Depuis avril 2018, l’agence fait également partie de la trentaine de médias retenus par Facebook pour assurer la vérification des articles qui sont partagés sur la plateforme. Un programme qui a déjà rapporté à l’agence plus d’un million d’euros et qui lui permet de diffuser massivement ses fact-checks. Ceux-ci se déclinent en français, en anglais, en espagnol, en portugais, et peut-être bientôt aussi en arabe, l’AFP souhaitant étendre sa mission au Moyen-Orient. « Il y a dix ans, le fact-checking portait principalement sur la vérification de ce que disaient les politiques. Aujourd’hui, le conspirationnisme et la désinformation ont un écho énorme du fait de la viralité des réseaux sociaux », note Grégoire Lemarchand.

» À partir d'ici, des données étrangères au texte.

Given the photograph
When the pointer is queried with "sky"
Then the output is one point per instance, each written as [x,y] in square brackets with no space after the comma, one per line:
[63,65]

Au plus fort du mouvement des gilets jaunes, les vérifications de l’AFP ont totalisé plusieurs milliers de retweets et de partages sur Twitter, plus encore en anglais. En revanche, l’agence ne communique pas sur l’audience de son blog AFP Factuel. Face à la prolifération des infox, l’AFP dit jouer les pompiers : avant d’éteindre l’incendie, il faut déjà le circonscrire.